The Development of a Fuzzy Logic System in a Stochastic Environment with Normal Distribution Variables for Cash Flow Deficit Detection in Corporate Loan Policy

This paper develops a Mamdani fuzzy logic system (FLS) that has stochastic fuzzy input variables designed to identify cash-flow deficits in bank lending policies. These deficits do not cover the available cash-flow (CFA) resulting from the company’s operating activity. Thus, due to these deficits, solutions must be identified to avoid companies’ financial difficulties. The novelty of this paper lies in its using stochastic fuzzy variables, or those categories of variables that are defined by fuzzy sets, characterized by normally distributed density functions specific to random variables, and characterized by fuzzy membership functions. The variation intervals of the stochastic fuzzy variables allow identification of the probabilistic risk situations to which the company is exposed during the crediting period using the Mamdani-type fuzzy logic system. The mechanism of implementing the fuzzy logic system is based on two stages. The first is based on the determination of the cash-flow requirements resulting from loan reimbursement and interest rates. This stage has the role of determining the need for financial resources to cover the liabilities. The second stage is based on the identification of the stochastic fuzzy variables which have a role in influencing the cash flow deficits and the probability values estimation of these variables taking into account probability calculations.

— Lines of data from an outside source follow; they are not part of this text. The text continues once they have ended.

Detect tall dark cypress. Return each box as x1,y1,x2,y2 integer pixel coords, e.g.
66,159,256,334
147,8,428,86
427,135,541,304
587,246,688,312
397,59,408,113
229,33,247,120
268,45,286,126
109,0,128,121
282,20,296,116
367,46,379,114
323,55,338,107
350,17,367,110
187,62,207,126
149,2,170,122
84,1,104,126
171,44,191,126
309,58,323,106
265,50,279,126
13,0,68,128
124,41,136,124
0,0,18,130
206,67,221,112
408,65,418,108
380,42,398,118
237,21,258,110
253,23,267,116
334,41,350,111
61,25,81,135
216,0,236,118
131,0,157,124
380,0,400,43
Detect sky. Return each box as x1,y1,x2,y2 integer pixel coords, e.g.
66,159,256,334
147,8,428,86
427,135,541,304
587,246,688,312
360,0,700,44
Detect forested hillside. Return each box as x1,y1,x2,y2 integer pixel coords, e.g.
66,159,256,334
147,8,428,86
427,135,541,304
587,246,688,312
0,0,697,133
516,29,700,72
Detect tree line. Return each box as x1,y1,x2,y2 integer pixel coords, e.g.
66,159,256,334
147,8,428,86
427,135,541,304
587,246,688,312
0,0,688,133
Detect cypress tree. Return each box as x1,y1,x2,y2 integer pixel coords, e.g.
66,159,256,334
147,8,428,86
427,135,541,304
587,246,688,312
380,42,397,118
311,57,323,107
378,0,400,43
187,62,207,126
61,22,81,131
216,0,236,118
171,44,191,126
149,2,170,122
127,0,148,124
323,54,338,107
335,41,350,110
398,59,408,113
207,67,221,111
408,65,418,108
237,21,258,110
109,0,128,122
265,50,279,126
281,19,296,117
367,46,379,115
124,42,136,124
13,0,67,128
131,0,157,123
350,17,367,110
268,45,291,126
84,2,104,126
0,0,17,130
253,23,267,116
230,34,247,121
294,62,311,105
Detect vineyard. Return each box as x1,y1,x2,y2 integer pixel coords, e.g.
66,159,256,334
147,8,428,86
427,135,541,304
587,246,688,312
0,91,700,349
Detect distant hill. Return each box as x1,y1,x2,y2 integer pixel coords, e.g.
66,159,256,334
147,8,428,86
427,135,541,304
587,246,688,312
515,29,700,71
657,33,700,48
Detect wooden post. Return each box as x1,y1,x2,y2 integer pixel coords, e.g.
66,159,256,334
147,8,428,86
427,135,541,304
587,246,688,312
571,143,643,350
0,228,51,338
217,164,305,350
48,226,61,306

Based on these probabilistic values, using the Mamdani fuzzy logic system, estimations are computed for the available cash-flow (the output variable). The estimated values for CFA are then used to detect probability risk situations in which the company will not have enough resources to cover its liabilities to financial creditors. All the FLS calculations refer to future time periods. Testing and simulating the fuzzy controller confirms its functionality.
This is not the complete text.